Les «Banca», embarcations traditionnelles des #Philippines, canoë à doubles balanciers de 2 à 30 mètres, sont construites depuis toujours en bois, mais suite au typhon Yolanda en novembre 2013, qui a anéanti une partie de la flotte de l'ile de Leyte, des "banca" furent construite en matériaux composites, à l'initiative d'ONG. 


La "Banca" débute sa vie dans la forêt où l'on choisit l'arbre, ce sera un Lauan qui va constituer l'âme de celle-ci, la quille. Une fois abattu et transporté sur le chantier de construction, commence le façonnage, étape importante car, il n'y a pas de plan, ce sont les dimensions de l'arbre qui vont déterminer celle de l'embarcation. Son tronc taillé à la hache va constituer la quille, le fond du bateau, son épaisseur et sa rigidité sont de sérieux atouts. Les eaux peu profondes entourant les iles, regorgent de récifs de corail, qui même s'ils sont morts, présentent de nombreux dangers pour le navigateur.  

Sur ce fond épais va venir se greffer les membrures de la coque sur lesquelles seront posées les lisses. Pour finir, des plaques de contreplaqué constitueront le bordé. La fixation se fait avec des clous en cuivre, voir en galva. Notons bien, ce seront les seuls éléments métalliques utilisés pour la construction, toutes les autre fixations utiliseront le fil de nylon de fort diamètre, pour faire de solides ligatures.  

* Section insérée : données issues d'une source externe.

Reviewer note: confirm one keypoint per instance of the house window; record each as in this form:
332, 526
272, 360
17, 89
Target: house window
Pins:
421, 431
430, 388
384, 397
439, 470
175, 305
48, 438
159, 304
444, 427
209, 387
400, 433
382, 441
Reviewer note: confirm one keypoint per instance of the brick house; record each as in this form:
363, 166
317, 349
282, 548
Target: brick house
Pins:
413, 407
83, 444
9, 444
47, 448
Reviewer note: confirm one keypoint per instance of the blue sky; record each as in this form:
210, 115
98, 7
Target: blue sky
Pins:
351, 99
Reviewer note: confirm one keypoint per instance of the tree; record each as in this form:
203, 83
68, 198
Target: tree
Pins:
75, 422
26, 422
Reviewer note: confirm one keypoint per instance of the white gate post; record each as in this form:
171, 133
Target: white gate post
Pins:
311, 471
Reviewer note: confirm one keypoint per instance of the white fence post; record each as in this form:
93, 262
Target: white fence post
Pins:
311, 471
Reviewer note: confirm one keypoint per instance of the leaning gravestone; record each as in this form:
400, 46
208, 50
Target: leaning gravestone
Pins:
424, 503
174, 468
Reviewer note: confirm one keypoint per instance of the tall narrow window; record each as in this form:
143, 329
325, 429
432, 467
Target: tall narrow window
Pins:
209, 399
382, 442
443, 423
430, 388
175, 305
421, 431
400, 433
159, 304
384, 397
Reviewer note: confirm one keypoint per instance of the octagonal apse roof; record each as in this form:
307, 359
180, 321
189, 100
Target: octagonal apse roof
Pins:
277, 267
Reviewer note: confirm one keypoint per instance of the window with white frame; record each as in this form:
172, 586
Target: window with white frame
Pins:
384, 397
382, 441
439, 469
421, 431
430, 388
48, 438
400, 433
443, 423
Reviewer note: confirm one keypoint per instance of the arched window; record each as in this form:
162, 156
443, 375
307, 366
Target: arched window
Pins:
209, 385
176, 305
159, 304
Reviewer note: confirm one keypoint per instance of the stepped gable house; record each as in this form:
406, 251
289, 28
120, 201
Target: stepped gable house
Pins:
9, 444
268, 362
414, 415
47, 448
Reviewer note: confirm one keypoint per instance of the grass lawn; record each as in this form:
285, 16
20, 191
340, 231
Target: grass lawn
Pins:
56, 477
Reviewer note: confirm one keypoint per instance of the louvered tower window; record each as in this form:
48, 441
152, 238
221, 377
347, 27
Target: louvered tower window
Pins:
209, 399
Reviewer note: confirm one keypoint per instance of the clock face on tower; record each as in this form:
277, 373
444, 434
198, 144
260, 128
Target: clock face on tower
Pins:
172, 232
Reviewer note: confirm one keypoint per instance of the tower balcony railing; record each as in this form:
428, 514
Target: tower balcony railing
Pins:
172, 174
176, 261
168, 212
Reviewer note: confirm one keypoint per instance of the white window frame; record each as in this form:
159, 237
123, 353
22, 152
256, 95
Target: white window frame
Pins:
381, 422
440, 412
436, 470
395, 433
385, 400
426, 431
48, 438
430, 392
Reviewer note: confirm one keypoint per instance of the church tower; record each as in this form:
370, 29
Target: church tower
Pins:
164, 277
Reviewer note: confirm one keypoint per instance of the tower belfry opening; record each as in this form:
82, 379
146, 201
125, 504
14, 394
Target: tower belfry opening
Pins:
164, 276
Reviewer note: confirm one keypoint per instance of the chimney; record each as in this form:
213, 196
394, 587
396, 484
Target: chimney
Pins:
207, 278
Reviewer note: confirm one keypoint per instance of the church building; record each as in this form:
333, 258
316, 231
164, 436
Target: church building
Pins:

Suivant la taille, la coque sera partiellement ou totalement pontée, à part les très petite qui sont totalement ouvertes. Sur les grosses unités, de transport à passager ou de pêche, entièrement pontée, de hauts sur-baux, protègent les personnes à bord. Les balanciers sont constitués de perches de bambou, plus ou moins grosses suivant la technique de l'endroit. Lorsque la coque a de petits mats, les balanciers sont haubanés et donc plus légers, dans le cas contraire ils sont plus gros et souvent renforcés de poutres sur les grosses.  

Les flotteurs dans la plupart des cas sont constitués de plusieurs bambous solidement maintenus ensemble. On commence à voir des flotteurs en composite. Les superstructures sont rudimentaires, un taud en toile pour protéger du soleil et des rideaux amovibles, pour éviter les embruns sur les transports à passagers. Le tube d'étambot ainsi que la mèche de safran sont en général en inox, le safran de petite taille par rapport à la coque, s'explique par le fait qu'il n'agit pratiquement que sur le flux de l'hélice. Les manœuvres d'accostage, à la pagaie ou à la perche, se font moteur coupé ou au «neutre». Le système de barre est simple mais efficace, une biellette est soudée perpendiculairement à l'axe du bateau,sur la mèche de safran, une longue perche venant se fixer à l'extrémité de la biellette, permet au barreur de se déplacer tout en gardant la maitrise de la barre, c'est une adaptation astucieuse de notre «barre franche

Les très petites sont en général sans moteur et utilisent la pagaie pour se rendre sur les lieux de pêche et souvent une petite voile de couleur pour rentrer.  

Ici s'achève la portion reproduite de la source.